A Hotel’s Cross-Functional Hospitality
The digitally enabled customer experience is one of the main factors pushing traditional organizational boundaries aside. As digital platforms allow customers to engage with all parts of a company, companies will need cross-functional organization to deliver on customer expectations at each interaction point.
A global hotel chain offers a prime example. The senior vice president of digital for the chain tried various digital apps from competing hotels and discovered that, although they worked well technically, on one occasion he wasn’t automatically checked in at the hotel upon arrival and the dinner he ordered never showed up in his room. It was a lightbulb moment. “We can create the best website on the planet and the best search campaigns to reach customers,” he says, “but if we can’t deliver an exceptional stay, guests won’t come back.”
To make sure the hotel chain didn’t suffer that fate, the executive began working closely with hotel operational groups, spending more time with them than with his own team. He put the operational knowledge to work and has been able to mobilize personnel from across the organization to make sure the guest apps deliver on their promises. Today, cross-functional teaming is permanent. Functions across the hotels have the same performance metrics and digital professionals work in most units.
Elsewhere, product design and production are also increasingly driven by cross-functional collaboration. Cotteleer points out that connected vehicles demand rigorous teaming. “It’s no longer just about product engineering,” he says. “It is about software design, system integration, and other elements that fall outside traditional product engineering. Multiple functions in the company are now realizing that what used to be their domain is now also a domain of technology.”
Spurring Cross-Functional Collaboration
In addition to being a catalyst for collaboration, technology can also help drive it. A life sciences company, for example, is combining collaboration software and artificial intelligence tools to keep track of the topics its more than 6,000 scientists search online. It then connects like-minded researchers to stimulate collaboration and expedite early-stage drug discovery.
Individuals can encourage enterprisewide collaboration without technology. At CarMax, teams within the IT organization sponsor weekly open houses for the entire company that are attended by the CEO and other senior leaders. “The open houses foster a tremendous amount of openness and cross-communication that we didn’t have before,” says Shamim Mohammad, chief information officer and senior vice president. “They also show our teams that we support them.
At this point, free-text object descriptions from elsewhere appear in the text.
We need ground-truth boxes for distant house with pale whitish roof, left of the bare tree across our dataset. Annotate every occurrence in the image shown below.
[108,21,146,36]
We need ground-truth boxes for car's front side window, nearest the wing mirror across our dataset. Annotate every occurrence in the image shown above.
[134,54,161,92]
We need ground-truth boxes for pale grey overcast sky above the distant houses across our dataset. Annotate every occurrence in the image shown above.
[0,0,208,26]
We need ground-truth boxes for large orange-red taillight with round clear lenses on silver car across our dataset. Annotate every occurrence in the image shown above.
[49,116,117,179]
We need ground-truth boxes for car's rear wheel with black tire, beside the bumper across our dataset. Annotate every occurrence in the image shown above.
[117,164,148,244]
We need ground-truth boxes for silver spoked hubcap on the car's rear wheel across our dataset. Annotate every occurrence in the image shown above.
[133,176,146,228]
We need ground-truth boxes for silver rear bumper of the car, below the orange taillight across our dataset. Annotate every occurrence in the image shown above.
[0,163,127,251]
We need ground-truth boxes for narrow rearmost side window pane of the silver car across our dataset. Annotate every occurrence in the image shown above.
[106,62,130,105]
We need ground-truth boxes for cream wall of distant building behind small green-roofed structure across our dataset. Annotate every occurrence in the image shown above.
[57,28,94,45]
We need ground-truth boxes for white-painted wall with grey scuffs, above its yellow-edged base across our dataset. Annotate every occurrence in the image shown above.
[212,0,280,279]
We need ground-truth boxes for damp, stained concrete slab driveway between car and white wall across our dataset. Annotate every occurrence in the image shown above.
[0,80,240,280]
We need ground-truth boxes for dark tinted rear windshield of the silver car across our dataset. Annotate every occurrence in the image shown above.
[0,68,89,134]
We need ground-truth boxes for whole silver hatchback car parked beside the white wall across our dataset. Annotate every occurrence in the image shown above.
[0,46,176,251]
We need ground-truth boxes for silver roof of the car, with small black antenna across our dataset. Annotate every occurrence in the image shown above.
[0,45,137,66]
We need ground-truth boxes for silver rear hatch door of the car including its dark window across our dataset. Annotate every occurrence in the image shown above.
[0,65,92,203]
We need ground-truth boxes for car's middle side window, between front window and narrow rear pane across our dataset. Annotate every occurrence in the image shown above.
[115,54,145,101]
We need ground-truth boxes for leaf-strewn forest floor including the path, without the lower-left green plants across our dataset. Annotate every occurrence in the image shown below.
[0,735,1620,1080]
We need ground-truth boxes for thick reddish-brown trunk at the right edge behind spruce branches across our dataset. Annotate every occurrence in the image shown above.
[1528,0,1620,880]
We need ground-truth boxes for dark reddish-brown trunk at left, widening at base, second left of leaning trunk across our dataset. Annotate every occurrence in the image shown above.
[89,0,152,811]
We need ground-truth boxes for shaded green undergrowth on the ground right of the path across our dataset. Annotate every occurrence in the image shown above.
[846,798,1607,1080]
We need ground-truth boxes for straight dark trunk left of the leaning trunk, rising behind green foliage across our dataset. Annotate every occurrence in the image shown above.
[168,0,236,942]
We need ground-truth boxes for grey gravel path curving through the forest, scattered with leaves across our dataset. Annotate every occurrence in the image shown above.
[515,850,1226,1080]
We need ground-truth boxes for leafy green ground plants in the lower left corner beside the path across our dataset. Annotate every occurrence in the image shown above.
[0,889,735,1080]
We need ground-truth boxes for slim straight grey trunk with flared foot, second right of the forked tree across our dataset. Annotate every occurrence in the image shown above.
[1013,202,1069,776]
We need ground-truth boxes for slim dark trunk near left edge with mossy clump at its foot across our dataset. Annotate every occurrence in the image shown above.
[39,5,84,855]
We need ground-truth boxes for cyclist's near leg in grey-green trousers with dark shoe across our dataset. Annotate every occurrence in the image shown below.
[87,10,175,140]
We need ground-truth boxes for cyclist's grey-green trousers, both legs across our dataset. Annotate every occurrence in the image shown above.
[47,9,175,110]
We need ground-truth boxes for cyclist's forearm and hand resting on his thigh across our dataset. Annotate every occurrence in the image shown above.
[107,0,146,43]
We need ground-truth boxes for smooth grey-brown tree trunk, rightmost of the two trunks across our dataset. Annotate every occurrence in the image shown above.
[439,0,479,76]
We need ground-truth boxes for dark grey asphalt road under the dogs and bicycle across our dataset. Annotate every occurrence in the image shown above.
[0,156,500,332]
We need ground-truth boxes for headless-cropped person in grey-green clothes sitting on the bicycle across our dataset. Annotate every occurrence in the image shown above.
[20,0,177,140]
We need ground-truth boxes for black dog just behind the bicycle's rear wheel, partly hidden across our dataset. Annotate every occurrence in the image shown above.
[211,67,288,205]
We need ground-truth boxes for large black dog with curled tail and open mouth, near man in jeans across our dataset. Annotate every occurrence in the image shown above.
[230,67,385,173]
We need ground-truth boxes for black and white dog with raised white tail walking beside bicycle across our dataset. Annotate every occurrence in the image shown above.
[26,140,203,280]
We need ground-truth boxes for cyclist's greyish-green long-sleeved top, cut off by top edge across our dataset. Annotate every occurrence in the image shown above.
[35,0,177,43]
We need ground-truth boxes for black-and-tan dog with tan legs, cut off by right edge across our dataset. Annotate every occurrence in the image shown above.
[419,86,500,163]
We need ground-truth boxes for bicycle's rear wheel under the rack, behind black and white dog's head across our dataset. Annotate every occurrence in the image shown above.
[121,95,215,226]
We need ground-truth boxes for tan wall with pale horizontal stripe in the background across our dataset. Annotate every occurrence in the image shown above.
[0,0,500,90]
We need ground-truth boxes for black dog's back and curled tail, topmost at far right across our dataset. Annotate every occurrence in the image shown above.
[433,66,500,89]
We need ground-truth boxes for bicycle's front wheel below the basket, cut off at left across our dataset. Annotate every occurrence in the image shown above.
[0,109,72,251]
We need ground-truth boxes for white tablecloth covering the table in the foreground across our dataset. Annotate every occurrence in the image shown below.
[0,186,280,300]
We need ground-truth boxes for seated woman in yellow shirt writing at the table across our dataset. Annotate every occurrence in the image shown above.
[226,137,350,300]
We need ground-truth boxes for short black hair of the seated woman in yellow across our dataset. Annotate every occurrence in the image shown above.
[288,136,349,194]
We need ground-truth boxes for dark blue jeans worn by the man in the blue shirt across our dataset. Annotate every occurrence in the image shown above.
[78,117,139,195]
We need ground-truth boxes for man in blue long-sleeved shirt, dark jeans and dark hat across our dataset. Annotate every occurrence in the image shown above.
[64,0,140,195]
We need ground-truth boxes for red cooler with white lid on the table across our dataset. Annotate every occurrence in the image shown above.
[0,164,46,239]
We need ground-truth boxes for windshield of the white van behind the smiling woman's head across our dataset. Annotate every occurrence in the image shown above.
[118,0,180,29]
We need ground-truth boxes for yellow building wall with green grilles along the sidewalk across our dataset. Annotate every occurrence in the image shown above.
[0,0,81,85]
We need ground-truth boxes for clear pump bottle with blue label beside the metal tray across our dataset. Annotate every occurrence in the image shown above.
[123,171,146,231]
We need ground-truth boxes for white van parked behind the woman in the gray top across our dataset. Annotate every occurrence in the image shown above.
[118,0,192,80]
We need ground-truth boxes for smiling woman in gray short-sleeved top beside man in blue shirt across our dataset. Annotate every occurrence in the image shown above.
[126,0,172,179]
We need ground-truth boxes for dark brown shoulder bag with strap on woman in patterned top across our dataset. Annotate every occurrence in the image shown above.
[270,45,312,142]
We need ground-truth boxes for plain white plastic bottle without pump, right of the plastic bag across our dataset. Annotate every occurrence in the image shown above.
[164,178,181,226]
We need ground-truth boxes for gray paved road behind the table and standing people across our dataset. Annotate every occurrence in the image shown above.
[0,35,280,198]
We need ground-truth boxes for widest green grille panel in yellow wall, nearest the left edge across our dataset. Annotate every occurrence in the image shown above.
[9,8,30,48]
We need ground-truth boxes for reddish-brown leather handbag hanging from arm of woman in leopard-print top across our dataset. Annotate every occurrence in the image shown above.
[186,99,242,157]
If the senior executives take time from their busy schedules to attend the open houses, that means they are important to the company.”
Rewards and incentives are also critical, and digitally maturing companies have put them in place. Nearly 80 percent of digitally maturing entities reward cross-functional collaboration versus only 34 percent of companies at early stages of digital development.²
Successful collaboration requires shared goals and incentives that can create new mindsets by exposing employees to different ways of thinking and engaging. New mindsets and working styles, in turn, can strengthen the company culture. Digitally maturing companies understand the connections. They intentionally cultivate collaboration and digital cultures, which allows them to rely on their employees to embrace and push digital change.
1. Gerald C. Kane, Doug Palmer, Anh Nguyen Phillips, David Kiron, and Natasha Buckley, “Achieving Digital Maturity: Adapting Your Company to a Changing World,” MIT Sloan Management Review in collaboration with Deloitte University Press, summer 2017.